Mettre en mouvement les esprits les plus fermés

La presse relate ces jours-ci, sans s'y attarder, comme s'il s'agissait d'une information anodine, le fait que la majorité républicaine au Congrès des Etats-Unis se prépare à repousser sine die le financement du télescope spatial destiné à succéder à Hubble, le James Webb Space Telescope de la Nasa, au prétexte que son coût estimé dépasserait le devis initial de $1,6. (et, nonobstant le fait que l'agence spatiale européenne participe au projet). Dans le même temps, l'Eisenhower Research Project de la Brown University de Providence (Rhode Island) publie un rapport intitulé “Costs of wars” estimant à 4.000 Milliards de dollars les coûts cumulés des deux guerres en Irak et an Afghanistan.

Faut-il rappeler que ces guerres ont été globalement voulues par la même majorité conservatrice qui exige aujourd'hui que l'Amérique non seulement renonce au James Wabb Telescope mais ampute une grande partie de ses budgets de recherche fondamentale.

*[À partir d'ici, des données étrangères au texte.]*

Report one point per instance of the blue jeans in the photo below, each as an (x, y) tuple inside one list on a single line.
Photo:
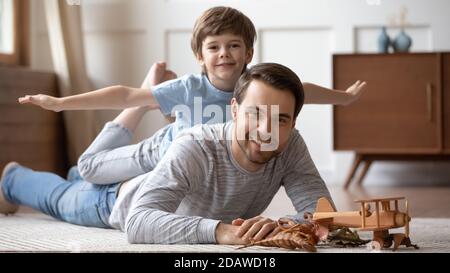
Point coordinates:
[(111, 157), (73, 200)]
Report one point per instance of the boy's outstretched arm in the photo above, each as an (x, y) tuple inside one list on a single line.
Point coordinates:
[(315, 94), (113, 97)]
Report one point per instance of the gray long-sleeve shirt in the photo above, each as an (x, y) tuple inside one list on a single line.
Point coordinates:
[(198, 183)]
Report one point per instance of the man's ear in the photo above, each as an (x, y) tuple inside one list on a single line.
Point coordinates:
[(249, 56), (234, 108)]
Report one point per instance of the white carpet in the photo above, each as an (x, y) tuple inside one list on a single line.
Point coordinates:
[(40, 233)]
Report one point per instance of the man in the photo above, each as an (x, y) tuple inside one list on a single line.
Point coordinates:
[(211, 185)]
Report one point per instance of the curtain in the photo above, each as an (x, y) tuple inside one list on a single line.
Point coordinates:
[(67, 48)]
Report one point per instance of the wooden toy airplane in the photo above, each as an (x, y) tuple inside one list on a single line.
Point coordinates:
[(378, 221)]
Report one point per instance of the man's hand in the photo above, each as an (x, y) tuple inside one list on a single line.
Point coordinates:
[(226, 235), (44, 101), (256, 228), (354, 92)]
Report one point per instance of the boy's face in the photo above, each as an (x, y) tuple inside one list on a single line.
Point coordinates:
[(223, 58), (257, 122)]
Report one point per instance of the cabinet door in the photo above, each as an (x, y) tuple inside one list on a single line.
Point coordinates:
[(446, 102), (398, 112)]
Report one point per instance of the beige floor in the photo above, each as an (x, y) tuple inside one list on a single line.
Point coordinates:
[(424, 202)]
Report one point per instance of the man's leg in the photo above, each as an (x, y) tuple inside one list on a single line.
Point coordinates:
[(77, 202)]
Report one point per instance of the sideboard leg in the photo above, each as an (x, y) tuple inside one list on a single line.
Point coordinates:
[(366, 167), (353, 169)]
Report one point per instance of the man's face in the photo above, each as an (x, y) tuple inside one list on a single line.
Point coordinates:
[(264, 114), (224, 57)]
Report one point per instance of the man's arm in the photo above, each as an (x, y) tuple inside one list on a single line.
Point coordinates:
[(113, 97), (315, 94), (151, 218)]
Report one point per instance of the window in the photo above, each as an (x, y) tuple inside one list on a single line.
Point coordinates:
[(14, 31)]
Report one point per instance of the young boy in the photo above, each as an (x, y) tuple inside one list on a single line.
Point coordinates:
[(222, 42)]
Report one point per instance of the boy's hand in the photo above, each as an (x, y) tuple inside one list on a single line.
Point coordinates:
[(44, 101), (354, 92)]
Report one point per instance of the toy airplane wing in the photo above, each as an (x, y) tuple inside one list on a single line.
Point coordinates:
[(379, 199), (324, 205)]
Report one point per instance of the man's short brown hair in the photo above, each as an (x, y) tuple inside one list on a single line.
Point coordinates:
[(219, 20), (274, 75)]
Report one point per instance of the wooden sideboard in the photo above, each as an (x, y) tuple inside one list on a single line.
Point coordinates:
[(29, 135), (404, 114)]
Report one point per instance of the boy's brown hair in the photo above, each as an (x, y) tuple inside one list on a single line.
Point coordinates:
[(219, 20)]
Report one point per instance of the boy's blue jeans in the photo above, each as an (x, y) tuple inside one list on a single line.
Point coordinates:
[(73, 200)]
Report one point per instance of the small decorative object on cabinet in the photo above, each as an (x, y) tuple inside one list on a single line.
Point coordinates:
[(383, 41), (404, 114), (402, 42)]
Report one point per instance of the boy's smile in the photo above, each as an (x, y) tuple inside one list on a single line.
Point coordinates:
[(223, 58)]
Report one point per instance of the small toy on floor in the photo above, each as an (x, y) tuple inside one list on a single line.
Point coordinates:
[(291, 236), (307, 235), (380, 221)]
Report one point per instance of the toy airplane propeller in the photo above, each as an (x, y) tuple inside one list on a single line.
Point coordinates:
[(378, 221)]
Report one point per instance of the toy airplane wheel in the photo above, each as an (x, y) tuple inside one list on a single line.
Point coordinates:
[(376, 244)]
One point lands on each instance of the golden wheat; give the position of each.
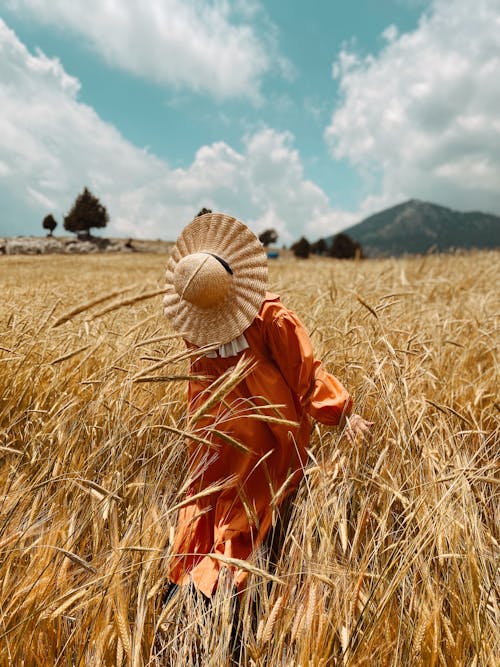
(391, 553)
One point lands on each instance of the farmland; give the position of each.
(391, 554)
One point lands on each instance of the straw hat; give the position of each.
(216, 280)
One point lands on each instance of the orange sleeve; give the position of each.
(320, 393)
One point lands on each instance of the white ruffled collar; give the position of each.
(230, 349)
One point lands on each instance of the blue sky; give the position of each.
(305, 117)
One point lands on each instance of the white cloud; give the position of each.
(51, 145)
(424, 112)
(217, 47)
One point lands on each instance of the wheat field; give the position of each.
(391, 553)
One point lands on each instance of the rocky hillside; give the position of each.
(419, 227)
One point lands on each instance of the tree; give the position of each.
(49, 223)
(203, 211)
(319, 247)
(268, 236)
(86, 212)
(344, 247)
(301, 248)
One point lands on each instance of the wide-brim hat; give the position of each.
(216, 280)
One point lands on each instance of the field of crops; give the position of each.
(391, 554)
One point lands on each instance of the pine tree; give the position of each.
(268, 236)
(49, 223)
(301, 248)
(86, 212)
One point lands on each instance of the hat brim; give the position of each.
(230, 239)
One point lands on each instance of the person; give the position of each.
(248, 452)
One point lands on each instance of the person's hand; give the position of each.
(357, 429)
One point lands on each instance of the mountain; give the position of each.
(419, 227)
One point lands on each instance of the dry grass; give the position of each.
(391, 556)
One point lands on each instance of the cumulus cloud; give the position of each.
(422, 115)
(51, 145)
(217, 47)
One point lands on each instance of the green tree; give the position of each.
(344, 247)
(86, 212)
(268, 236)
(301, 248)
(203, 211)
(319, 247)
(49, 223)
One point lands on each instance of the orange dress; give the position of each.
(234, 519)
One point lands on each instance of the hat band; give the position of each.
(221, 261)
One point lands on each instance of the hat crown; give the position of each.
(201, 279)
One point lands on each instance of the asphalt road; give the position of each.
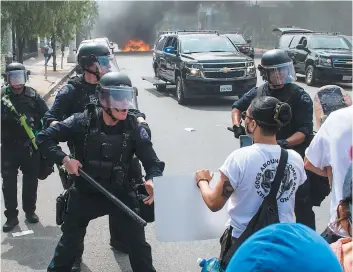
(183, 152)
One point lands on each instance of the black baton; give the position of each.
(112, 198)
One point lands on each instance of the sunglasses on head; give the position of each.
(243, 116)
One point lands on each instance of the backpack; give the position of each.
(266, 215)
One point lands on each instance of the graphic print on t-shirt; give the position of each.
(266, 175)
(93, 99)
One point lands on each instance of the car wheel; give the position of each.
(160, 88)
(310, 75)
(180, 91)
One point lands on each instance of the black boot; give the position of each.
(10, 224)
(77, 265)
(32, 218)
(119, 246)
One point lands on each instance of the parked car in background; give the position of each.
(318, 55)
(201, 64)
(243, 45)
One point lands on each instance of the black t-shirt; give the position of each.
(300, 102)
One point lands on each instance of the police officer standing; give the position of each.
(277, 70)
(95, 60)
(112, 137)
(17, 150)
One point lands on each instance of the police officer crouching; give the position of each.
(21, 107)
(111, 137)
(94, 60)
(279, 75)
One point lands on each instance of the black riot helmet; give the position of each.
(16, 75)
(115, 91)
(95, 58)
(277, 68)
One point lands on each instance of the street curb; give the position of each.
(57, 83)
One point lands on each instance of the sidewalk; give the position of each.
(37, 77)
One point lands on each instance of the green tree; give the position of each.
(22, 16)
(61, 19)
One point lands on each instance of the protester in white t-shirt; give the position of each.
(330, 153)
(246, 175)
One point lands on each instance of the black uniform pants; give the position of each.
(82, 208)
(116, 234)
(14, 156)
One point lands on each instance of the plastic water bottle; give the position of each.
(211, 265)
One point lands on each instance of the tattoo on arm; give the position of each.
(227, 189)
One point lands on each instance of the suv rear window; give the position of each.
(327, 42)
(284, 41)
(160, 43)
(236, 38)
(206, 43)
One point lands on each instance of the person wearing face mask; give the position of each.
(279, 75)
(17, 150)
(95, 60)
(104, 145)
(340, 230)
(248, 173)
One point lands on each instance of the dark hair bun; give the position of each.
(282, 114)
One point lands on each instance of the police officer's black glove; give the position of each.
(147, 128)
(238, 131)
(283, 143)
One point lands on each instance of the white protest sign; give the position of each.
(180, 212)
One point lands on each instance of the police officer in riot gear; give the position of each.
(112, 136)
(279, 75)
(17, 150)
(95, 60)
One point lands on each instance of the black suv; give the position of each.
(201, 64)
(318, 56)
(243, 45)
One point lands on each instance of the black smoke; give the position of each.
(122, 21)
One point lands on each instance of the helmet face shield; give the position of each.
(117, 97)
(16, 77)
(279, 74)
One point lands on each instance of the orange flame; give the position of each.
(136, 46)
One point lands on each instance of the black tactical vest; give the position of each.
(107, 157)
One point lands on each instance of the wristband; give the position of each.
(66, 161)
(201, 180)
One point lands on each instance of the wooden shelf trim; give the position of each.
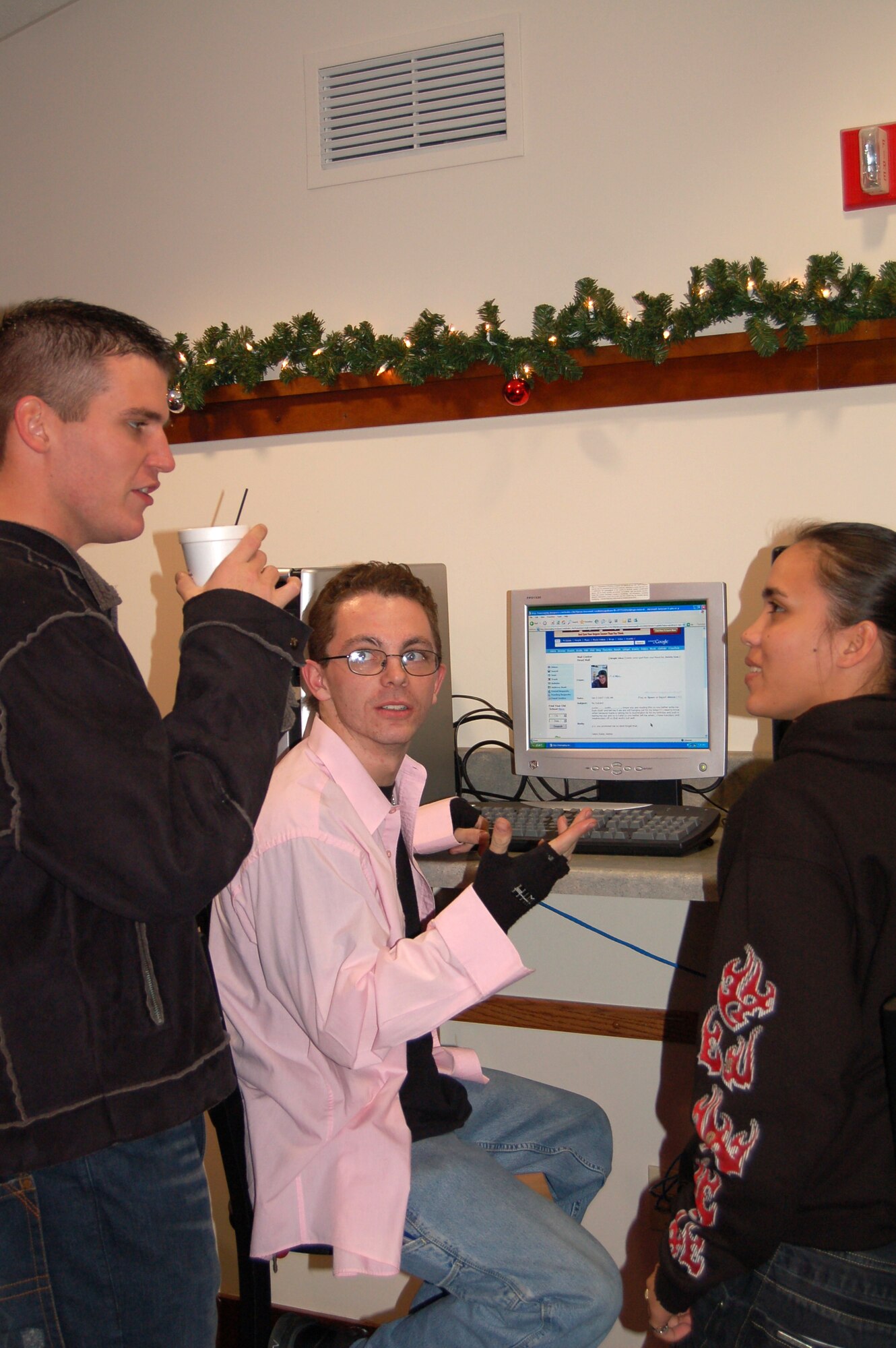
(585, 1018)
(708, 367)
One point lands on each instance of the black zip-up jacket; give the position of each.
(118, 827)
(794, 1138)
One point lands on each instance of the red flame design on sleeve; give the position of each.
(740, 1062)
(717, 1130)
(686, 1245)
(743, 997)
(711, 1051)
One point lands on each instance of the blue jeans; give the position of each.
(129, 1245)
(501, 1265)
(804, 1299)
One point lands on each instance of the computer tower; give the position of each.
(433, 746)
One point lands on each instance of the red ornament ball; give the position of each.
(517, 392)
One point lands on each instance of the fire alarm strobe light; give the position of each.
(866, 154)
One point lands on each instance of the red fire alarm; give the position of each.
(866, 162)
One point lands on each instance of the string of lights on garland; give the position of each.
(832, 296)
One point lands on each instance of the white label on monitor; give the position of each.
(618, 592)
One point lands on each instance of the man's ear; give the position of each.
(315, 680)
(859, 644)
(33, 420)
(437, 684)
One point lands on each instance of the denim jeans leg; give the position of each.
(131, 1246)
(805, 1299)
(515, 1270)
(28, 1312)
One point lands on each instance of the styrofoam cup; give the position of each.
(205, 548)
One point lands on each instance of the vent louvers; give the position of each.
(414, 102)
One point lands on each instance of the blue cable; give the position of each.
(619, 942)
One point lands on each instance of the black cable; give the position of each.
(707, 792)
(668, 1190)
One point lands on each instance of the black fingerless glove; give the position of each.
(510, 886)
(464, 816)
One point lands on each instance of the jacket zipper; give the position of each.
(150, 982)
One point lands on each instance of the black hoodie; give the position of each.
(794, 1138)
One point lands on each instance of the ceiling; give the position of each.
(17, 16)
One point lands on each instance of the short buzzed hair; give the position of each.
(391, 580)
(56, 348)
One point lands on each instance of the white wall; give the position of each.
(153, 158)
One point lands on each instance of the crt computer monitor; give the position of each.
(620, 685)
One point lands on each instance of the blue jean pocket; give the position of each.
(28, 1311)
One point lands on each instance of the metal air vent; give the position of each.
(389, 113)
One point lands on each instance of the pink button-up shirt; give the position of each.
(321, 991)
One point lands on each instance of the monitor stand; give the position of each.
(641, 793)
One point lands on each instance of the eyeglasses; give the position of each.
(374, 663)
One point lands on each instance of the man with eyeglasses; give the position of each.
(366, 1134)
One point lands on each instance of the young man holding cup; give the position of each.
(117, 828)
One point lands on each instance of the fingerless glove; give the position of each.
(510, 886)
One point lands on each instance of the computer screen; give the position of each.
(626, 685)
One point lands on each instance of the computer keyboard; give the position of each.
(625, 830)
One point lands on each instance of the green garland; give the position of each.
(832, 296)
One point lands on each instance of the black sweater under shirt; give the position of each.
(433, 1103)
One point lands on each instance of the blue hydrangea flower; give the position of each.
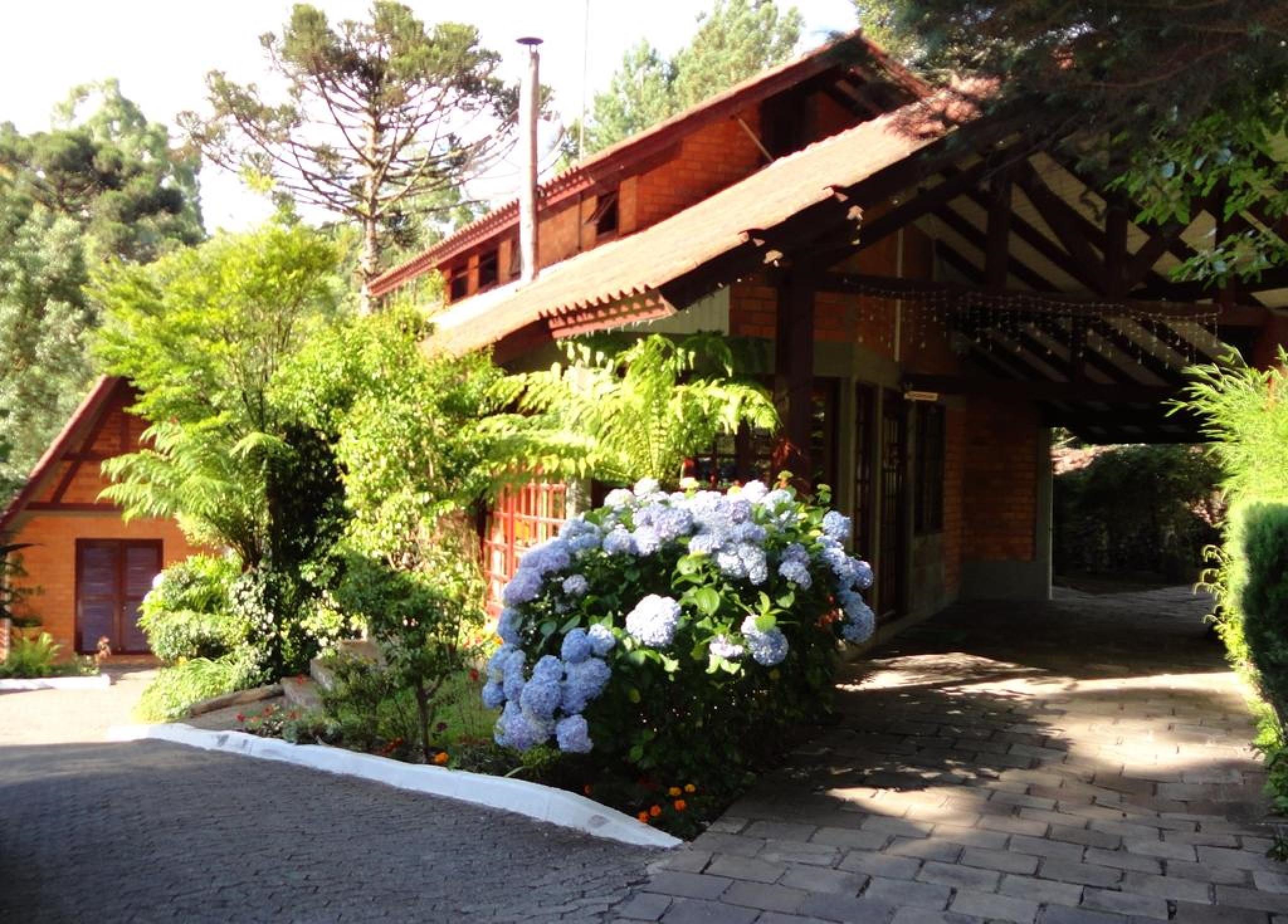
(836, 525)
(653, 620)
(767, 647)
(576, 646)
(541, 696)
(508, 626)
(584, 683)
(574, 735)
(494, 696)
(602, 640)
(523, 587)
(796, 572)
(619, 542)
(724, 646)
(647, 541)
(619, 497)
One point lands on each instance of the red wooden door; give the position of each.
(113, 576)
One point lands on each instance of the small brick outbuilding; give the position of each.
(87, 566)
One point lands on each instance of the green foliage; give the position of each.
(189, 613)
(1167, 102)
(1263, 600)
(11, 568)
(204, 334)
(421, 634)
(101, 185)
(380, 119)
(38, 656)
(646, 407)
(736, 39)
(1138, 509)
(178, 686)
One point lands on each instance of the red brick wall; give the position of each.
(1000, 480)
(711, 158)
(50, 563)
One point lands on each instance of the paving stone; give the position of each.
(1042, 847)
(958, 877)
(764, 896)
(745, 867)
(1005, 861)
(816, 879)
(1122, 860)
(903, 892)
(926, 849)
(849, 838)
(1189, 913)
(1270, 882)
(1124, 904)
(1167, 887)
(835, 908)
(780, 830)
(1084, 874)
(1059, 914)
(1251, 899)
(880, 865)
(1042, 891)
(696, 911)
(995, 906)
(1162, 849)
(646, 906)
(687, 884)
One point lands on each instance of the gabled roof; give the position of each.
(616, 161)
(82, 421)
(628, 276)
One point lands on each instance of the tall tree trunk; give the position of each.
(369, 268)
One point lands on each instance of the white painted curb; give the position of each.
(96, 683)
(544, 803)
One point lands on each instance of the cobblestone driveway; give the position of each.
(150, 832)
(1084, 762)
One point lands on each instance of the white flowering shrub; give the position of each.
(677, 632)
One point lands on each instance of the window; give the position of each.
(928, 463)
(459, 282)
(604, 218)
(489, 268)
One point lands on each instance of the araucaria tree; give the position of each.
(378, 116)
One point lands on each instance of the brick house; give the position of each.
(926, 297)
(87, 566)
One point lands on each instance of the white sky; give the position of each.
(162, 50)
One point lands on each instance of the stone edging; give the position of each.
(544, 803)
(94, 683)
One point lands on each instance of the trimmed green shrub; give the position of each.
(1263, 599)
(177, 688)
(33, 657)
(189, 613)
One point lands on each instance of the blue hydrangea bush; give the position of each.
(678, 632)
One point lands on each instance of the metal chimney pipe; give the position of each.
(530, 106)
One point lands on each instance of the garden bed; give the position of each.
(532, 800)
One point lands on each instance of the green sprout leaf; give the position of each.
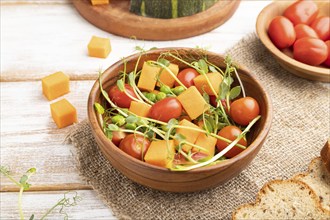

Faut-il également rappeler que les guerres au Moyen Orient n'ont atteint aucun de leurs objectifs annoncés. Elles ont par contre durablement affaiblie la position des Etats-Unis dans le monde. Tout au plus ont-elles permis d'enrichir un certain nombre d'entreprises de défense et de sécurité dont les actionnaires sont les mêmes qui prétendent parler aujourd'hui au nom du bon usage des deniers publics.

A une toute autre échelle, et pour revenir au cas de la Grèce, faut-il rappeler que le montant de la dette publique grecque, estimé à 350 milliards d'euros, est selon certaines analyses équivalent au montant des fraudes fiscales et détournements de la classe dirigeante grecque et de ses complices, mis à l'abri dans les paradis fiscaux. Par ailleurs la Grèce dispose de plus de deux millions de jeunes dotés de titres universitaires ou de capacités professionnelles confirmées, aujourd'hui sans emplois. Ils pourraient si les moyens leur en étaient fournis s'investir dans des activités de recherche, de développement et de production qui changeraient radicalement les capacités de la Grèce (et de l'Europe) dans le combat pour la maîtrise technologique et intellectuelle dont le monde aura besoin tout au long du siècle actuel. Si les 350 milliards détournés par les spéculateurs grecs étaient mis au service de projets scientifiques et techniques fournissant des emplois aux jeunes chômeurs grecs, cela donnerait à chacun de ceux-ci un modeste capital de quelques 100.000 euros (calculons au plus juste), susceptible d'être utilisés en diverses actions de recherche. Combien de nouveaux produits et processus capables de bouleverser nos connaissances actuelles et nos moyens d'action dans l'univers pourraient-il en résulter à terme?

Évidemment, les informations du type de celles que nous venons de présenter n'éveilleront aucun écho chez ceux pour qui remonter dans l'histoire de l'univers jusqu'aux temps primordiaux n'aurait aucune importance – ou pour qui développer de nouveaux projets scientifiques et techniques ne pourrait qu'être nuisible au regard de la nécessité de conserver intact un vieux monde dont l'évolution nous a mené aux brillants résultats que nous constatons. Mais de tels individus seront de plus en plus rares par la grâce de l'internet. Les données fondamentales permettant de mieux comprendre l'évolution du cosmos et de commencer à en modifier les règles circuleront de plus en plus largement. Un changement de philosophie, du type de celui demandé par le physicien David Deutch, visant à considérer comme une priorité le développement des connaissances scientifiques, finira sans doute par se produire.

Alors les beaux esprits les plus bornés se demanderont, en se frappant le front, pourquoi ils n'y avaient pas pensé plus tôt.